That is not true. Jarrett is likely referring to Lemon’s appearance on Jennifer Welch’s podcast, where he said that the congregants of Cities Church don’t practice “the type of Christianity that I practice” and that that’s because they’re “entitled.” He later explained that he believes that entitlement comes from “a supremacy, a white supremacy, and they think that this country was built for them,” and that they believe the U.S. “is a Christian country.”

“It’s religious freedom, but only if you’re a Christian and only if you’re a white male, pretty much,” Lemon said, which is an observation that would explain why people like Jarrett see the protest as an “attack” on Christians even though it was Christians who were protesting.

Then Jarrett said that Lemon should face hate crimes charges because Lemon and the protestors were, according to him, trying to intimidate people for being white.

“You know, it’s not just a despicable remark, but it tells me that they were taunted because of their race, which qualifies as a hate crime,” Jarrett said. “I would have charged him with that.”

Many people witnessing ICE activity in Minnesota say they are seeing agents target people of color. The mayor of St.
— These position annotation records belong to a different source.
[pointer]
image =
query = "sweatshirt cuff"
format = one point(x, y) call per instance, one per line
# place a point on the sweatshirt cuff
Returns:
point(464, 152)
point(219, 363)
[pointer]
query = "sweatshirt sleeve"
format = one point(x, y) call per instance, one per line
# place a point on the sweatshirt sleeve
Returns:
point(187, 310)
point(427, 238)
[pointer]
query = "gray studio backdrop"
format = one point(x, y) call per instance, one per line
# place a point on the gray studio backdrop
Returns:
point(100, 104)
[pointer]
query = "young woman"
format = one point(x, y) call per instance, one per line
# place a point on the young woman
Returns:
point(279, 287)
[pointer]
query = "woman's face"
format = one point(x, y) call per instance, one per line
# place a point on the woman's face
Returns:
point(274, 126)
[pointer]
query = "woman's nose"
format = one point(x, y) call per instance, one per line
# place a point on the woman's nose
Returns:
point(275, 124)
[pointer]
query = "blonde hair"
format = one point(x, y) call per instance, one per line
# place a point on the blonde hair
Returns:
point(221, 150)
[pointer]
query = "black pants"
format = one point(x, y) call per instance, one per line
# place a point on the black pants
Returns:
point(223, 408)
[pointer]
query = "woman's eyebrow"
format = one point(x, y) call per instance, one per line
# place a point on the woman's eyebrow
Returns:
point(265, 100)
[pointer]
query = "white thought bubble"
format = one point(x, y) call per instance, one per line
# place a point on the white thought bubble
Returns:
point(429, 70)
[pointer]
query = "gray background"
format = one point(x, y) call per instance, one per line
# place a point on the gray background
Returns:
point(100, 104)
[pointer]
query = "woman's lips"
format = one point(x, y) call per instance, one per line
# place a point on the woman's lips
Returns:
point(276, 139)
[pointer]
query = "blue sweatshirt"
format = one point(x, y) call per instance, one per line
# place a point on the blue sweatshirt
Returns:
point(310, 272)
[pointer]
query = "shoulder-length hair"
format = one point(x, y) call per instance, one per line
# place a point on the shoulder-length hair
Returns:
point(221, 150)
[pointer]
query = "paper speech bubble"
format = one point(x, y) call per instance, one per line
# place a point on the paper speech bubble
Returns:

Paul described how ICE agents are “going door to door” and arresting people “by the way that you look and the way that you sound.” ICE is also facing a lawsuit for allegedly racially profiling its victims.

The Department of Homeland Security denies that ICE is engaged in racial profiling.

But this disparity in who is getting harassed, arrested, and kidnapped by ICE agents may explain why Lemon noted that the mostly white and conservative Cities Church congregants were not too bothered by ICE’s activities.